Ever increasing online vacation-rental service AirBnB is planning to set up its European headquarters in Ireland, joining other U.S. technology companies Google and Apple, which take advantage of the country’s low corporate tax rate. Europe is the largest market for AirBnB’s web site, which lists anything from a furnished home to box room and almost anything else you may care to sleep in for that matter. And some of these rooms for rent go for hundreds of dollars per night! AirBnB has become one of the Silicon Valley’s most successful start-ups in the five years since it was founded by a trio of graduates from Harvard and the Rhode Island School of Design.
But it has come up against authorities in cities like New York and San Francisco that levy taxes on or even prohibit short-term rentals. This raises questions about how it will navigate local regulations as it continues to grow. Chief executive Brian Chesky said recently in a blog post that the company would set up its European headquarters in Dublin because it was an emerging technology hub and had a tradition of hospitality. “Dublin is known the world over for its warm welcome.

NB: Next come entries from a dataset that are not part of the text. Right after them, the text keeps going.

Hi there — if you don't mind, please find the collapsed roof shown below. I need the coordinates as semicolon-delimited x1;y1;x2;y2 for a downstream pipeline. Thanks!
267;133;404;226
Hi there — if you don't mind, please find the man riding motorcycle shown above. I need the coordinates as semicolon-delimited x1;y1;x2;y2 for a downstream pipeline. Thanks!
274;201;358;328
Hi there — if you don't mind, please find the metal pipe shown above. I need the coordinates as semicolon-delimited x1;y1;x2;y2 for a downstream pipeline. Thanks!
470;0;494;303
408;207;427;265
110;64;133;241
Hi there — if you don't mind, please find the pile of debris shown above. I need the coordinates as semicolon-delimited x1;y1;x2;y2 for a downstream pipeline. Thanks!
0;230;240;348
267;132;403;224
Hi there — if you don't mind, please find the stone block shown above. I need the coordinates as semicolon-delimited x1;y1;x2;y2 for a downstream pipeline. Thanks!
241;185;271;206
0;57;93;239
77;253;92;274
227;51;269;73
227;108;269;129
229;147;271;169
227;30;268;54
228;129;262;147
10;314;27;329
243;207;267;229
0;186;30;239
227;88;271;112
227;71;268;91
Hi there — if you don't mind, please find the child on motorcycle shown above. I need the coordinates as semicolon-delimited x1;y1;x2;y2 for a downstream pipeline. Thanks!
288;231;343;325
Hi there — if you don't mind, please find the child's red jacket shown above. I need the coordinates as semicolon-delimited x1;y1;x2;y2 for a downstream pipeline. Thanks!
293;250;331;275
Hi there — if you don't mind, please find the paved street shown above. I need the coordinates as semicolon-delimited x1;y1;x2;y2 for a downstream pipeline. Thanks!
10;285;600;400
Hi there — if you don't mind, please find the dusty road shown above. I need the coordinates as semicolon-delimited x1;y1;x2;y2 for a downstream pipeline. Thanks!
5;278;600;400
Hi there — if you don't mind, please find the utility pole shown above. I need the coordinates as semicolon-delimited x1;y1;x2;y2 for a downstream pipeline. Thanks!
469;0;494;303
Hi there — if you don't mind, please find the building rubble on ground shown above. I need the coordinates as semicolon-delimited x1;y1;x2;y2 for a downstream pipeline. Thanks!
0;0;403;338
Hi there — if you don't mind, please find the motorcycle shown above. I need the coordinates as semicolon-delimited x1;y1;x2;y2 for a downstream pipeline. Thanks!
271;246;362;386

The city has a reputation for being one of the most hospitable and friendliest places in the world,” Chesky said. Ireland is one of several European Union member states facing inspection from the EU’s competition authority, which said on Thursday it was looking into corporate tax arrangements in several countries, including Ireland. These events follow revelations about the tax-planning practices of big international companies, such as Apple and Google, that allow them to pay minimal tax rates.
Irish state broadcaster RTE said AirBnB may hire up to 100 people in Dublin, but this is speculation as the company has not respond to questions about how many people would be employed.